On FanGraphs the picture is equally depressing on both offense and defense. The defensive highlight is Wong has five defensive Runs Saved (DRS) and the offensive highlight, from my view, is nonexistent.

Traditional measurements are usually fielding percentages and caught stealing (CS) figures. CS has long been questioned since pitchers are often accomplices in that measurement – think the timing on delivery, but even the CS is especially alarming for McGuire, with just one being cut down in 19 attempts. Wong is at a .500 pace on that stat. However, Wong does well in catcher Pop Up Time. Probably a contributor to Wong’s 50%. Thanks to rule changes, CS is now under the microscope since the running game is picking up.

Offensively and defensively not signing Christian Vázquez has neutered the catching

No matter how you cut the cloth on defense, the Red Sox catching duo has yet to perform. Then comes the offense, and neither brings back memories of Carlton Fisk or even Sammy White.

Wong is barely hitting his weight (181 lbs) and may eventually hit his kilogram weight (82 kg). McGuire presents far better with the stick hovering around .300. Nether will hit for power.

I am not on a baseball island as a lone figure shouting to Chaim Bloom: “Damn it! Sign Vázquez.” The idea of the lefty-righty combo of McGuire and Vázquez would be an excellent fit. Bloom was not listening to me and a boatload of others; they are paying for it now.

Bloom did make some roster moves in case the great catching escapade failed, and one is currently in Worcester. Jorge Alfaro has a nice right-hand bat with some good power, and Alfaro has seven years or parts of them at the MLB level, and you will not see any Gold Gloves under his awards. At Worcester, his CS is abysmal – McGuire territory.

A second option at WooSox Land is another righty bat in Caleb Hamilton. Hamilton surfaced briefly with the Twins in 2022, hitting just .056, and Hamilton is also in Wong territory with the bat in Worcester. As far as his arm Hamilton has three CS in 27 attempts, and this is not a Roy Campanella clone.

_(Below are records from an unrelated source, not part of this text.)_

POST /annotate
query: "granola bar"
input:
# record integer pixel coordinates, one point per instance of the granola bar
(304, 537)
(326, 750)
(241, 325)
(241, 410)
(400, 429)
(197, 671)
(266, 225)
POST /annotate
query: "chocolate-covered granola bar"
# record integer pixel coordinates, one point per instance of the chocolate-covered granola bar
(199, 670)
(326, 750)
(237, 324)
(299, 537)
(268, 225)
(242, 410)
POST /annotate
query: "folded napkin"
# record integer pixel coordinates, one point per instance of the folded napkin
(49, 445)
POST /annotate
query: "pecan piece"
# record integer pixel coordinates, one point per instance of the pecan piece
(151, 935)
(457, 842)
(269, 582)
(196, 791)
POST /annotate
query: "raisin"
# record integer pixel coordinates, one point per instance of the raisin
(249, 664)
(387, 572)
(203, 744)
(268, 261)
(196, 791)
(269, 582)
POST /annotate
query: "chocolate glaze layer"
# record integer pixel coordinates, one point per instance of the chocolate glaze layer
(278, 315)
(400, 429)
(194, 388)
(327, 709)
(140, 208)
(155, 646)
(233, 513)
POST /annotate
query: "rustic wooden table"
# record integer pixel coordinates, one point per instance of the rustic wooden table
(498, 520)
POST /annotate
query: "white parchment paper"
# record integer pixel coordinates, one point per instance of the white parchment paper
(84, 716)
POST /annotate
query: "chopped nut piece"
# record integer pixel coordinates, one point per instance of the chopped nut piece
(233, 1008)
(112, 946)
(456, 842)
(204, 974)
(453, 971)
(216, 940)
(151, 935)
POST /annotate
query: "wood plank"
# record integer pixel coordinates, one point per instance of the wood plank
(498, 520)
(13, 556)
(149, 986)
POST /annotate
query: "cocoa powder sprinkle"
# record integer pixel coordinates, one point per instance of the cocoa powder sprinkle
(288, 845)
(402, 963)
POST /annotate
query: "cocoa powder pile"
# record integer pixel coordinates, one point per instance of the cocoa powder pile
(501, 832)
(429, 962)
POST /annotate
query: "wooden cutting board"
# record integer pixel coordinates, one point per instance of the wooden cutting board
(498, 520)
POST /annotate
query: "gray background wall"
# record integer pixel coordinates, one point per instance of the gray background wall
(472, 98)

The Red Sox catching is a dead end. Defensive improvement will not be found in Worcester; an offensive upgrade is a mirage. Is there a plus in these mysterious moves?

The Red Sox have already presented one Emmanuel Valdéz, one of the two pieces acquired from the Astros. BSI’s Stryker Shenoy covers Valdéz in this article. The second prospect the Astros delivered is intriguing. Wilmer Abreu may not be José Abreu, but the one connection with José is slugging. Unfortunately, José has done it at the MLB level, and Wilmer has not.

The Red Sox got McGuire for a signing failure that the White Sox gleefully took off our books. Jake Diekman somehow went 5-1 for the Red Sox, and his Chicago days have not kind. But Boston also got Taylor Broadway, and BSI’s Hunter Noll has all the Broadway info here.

Boston has nowhere to go with their catching, and with a team that is hell-bent on .500, they may have to stick with what they have. Bloom can examine trades or potential free agents, but this looks like a damned if you do and damn if you and damned if you don’t situation.